The section about related work is really focusing on RML, with only 4 references. If the paper is about the ontology, then related ontologies should be considered.

Review #4
By Edna Ruckhaus submitted on 24/Nov/2024
Suggestion:
Minor Revision
Review Comment:

- Clarity.
+ HTML documentation is provided where classes and properties have been defined and the conceptual model diagram is presented and described.
+ The development of the ontology has followed a well known methodology, LOT, and the steps have been described.

- Completeness and correctness
+ To validate the ontology regarding completeness, competency questions and their corresponding SPARQL queries need to be developed . These must also be published.
+ The correctness of the ontology can be validated with the results of the evaluation of OOPS and FOOPS tools. These results must be added to the repository.

– Extensibility.
+ The ontology seems extensible to other protocols in quite a simple way: adding a subclass to the yg:YangServer class and adding specific classes and properties that are related to this subclass. This extensibility is illustrated with the NETCONF protocol.
+ There is a drawback that should be highlited, regarding the extension of the BURP engine. The extension is specific for the support of the NETCONF protocol. However is is not clear what are the implications on the extension of the engine if a different protocol is required.

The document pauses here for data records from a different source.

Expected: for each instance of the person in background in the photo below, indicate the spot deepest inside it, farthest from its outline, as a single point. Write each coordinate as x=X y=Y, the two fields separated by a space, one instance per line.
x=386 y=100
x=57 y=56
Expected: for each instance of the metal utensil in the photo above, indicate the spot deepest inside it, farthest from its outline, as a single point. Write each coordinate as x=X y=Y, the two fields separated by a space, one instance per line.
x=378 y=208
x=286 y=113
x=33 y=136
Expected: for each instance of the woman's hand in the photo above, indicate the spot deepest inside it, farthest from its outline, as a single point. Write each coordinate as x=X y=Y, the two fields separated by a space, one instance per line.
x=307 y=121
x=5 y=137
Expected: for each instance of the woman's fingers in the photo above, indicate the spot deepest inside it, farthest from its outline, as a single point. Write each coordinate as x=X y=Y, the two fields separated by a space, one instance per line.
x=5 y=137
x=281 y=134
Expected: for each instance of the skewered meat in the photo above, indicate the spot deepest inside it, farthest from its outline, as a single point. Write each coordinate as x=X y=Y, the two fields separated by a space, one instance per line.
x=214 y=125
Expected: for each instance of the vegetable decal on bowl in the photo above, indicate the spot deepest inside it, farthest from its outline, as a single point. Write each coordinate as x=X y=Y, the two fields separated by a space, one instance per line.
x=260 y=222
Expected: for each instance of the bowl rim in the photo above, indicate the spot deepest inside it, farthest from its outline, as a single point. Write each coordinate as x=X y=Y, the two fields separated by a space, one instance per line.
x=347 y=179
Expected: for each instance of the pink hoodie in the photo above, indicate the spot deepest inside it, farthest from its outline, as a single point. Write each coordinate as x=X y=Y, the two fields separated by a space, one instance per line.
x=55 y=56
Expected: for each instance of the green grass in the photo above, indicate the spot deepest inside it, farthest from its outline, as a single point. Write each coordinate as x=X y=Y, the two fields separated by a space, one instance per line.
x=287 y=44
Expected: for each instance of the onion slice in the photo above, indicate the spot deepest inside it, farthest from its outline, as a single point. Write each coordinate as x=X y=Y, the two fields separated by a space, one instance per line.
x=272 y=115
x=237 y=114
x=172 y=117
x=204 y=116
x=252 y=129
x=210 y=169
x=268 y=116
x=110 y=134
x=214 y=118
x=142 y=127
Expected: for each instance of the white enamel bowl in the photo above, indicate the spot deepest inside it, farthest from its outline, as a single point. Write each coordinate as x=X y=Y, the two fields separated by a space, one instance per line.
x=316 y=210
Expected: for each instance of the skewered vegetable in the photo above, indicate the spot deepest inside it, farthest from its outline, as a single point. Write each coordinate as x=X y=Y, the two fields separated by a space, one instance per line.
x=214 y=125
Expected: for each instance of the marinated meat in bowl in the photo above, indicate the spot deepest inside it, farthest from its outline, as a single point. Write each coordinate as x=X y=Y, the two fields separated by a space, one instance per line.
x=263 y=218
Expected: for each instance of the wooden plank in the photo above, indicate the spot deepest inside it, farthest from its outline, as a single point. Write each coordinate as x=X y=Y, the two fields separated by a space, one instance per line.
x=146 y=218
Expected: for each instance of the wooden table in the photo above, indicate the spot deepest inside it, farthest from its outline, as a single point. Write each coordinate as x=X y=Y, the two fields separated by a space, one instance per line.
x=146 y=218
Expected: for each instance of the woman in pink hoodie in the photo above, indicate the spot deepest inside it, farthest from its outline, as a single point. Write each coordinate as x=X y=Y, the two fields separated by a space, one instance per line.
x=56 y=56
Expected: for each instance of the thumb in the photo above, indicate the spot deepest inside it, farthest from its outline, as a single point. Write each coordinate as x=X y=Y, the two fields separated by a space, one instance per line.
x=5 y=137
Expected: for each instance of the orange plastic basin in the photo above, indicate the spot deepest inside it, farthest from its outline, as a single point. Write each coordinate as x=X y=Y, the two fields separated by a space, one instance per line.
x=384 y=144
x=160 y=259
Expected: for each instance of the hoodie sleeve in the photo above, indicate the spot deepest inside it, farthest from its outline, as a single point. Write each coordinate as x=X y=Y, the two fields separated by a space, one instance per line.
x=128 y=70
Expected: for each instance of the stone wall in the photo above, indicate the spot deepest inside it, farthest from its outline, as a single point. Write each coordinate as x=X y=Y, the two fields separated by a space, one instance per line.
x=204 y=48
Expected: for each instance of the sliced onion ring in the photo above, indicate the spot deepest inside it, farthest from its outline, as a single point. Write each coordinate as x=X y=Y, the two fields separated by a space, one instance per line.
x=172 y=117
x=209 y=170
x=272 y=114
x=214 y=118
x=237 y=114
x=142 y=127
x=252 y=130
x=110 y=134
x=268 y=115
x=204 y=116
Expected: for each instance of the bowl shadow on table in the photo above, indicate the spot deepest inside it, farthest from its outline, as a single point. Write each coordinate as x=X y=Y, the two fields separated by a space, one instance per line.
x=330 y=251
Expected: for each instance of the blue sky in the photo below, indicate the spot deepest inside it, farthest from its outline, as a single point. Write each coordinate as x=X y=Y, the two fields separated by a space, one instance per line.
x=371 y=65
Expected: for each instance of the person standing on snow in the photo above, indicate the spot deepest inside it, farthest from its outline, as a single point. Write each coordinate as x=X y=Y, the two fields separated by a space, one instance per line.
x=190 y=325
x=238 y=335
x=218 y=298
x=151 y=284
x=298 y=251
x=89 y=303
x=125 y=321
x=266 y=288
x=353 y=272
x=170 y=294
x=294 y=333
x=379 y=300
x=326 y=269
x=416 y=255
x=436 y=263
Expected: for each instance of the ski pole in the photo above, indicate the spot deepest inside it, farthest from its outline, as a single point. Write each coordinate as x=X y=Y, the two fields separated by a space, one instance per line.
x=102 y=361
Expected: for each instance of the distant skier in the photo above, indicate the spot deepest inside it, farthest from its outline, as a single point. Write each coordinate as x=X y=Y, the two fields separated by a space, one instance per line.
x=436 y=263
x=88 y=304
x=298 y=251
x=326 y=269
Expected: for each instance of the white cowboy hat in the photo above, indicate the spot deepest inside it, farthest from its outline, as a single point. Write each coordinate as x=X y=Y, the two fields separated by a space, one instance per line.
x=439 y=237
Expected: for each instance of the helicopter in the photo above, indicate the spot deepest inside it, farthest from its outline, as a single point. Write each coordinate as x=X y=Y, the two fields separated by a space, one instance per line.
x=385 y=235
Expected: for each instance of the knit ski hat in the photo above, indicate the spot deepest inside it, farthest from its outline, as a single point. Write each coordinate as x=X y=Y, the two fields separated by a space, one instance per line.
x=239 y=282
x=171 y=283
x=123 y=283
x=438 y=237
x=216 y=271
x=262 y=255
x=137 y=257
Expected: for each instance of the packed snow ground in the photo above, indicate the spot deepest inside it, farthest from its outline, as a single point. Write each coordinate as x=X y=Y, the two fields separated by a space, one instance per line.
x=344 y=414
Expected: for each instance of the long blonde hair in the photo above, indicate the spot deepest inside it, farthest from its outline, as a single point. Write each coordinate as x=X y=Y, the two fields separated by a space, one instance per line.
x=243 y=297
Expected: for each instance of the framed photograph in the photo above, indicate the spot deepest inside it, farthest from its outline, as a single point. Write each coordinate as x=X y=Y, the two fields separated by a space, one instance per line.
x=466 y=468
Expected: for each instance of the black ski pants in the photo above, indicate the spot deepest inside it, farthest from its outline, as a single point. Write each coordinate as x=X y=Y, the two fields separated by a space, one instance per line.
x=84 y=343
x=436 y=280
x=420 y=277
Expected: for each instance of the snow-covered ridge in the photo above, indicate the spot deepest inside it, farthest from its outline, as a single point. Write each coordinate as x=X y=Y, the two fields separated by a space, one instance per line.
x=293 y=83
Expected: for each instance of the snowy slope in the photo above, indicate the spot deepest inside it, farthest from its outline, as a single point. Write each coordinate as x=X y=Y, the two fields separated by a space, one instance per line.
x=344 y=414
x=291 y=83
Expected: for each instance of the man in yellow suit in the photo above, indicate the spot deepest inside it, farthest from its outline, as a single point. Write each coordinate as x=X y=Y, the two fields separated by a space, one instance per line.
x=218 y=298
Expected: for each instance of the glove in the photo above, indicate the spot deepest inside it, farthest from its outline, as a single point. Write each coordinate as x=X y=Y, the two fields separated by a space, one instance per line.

(2) Illustration, clarity and readability of the describing paper, which shall convey to the reader the key aspects of the described ontology.
+ All the related resources are well organized and have been provided in public repositories, except the User stories and the results of the OOPS and FOOPs evaluation which were referred to already in the previous points.
+ The paper is clear and well written. Some improvements are advisable:
++ In the introduction, there is a mention of the "flexibility" of the YANG language. This could briefly defined, with respect to which requirements?
++ In the extension proposed for RML, there seems to be a requirement for mapping languages regarding data sources and mentions that "filtering out data at the server ... brings multiple benefits". Clarify if this is in general a requirement of the KG construction community and if it has been considered in other works.
++ Briefly describe the challenges in your work. You could add them to the Conclusions.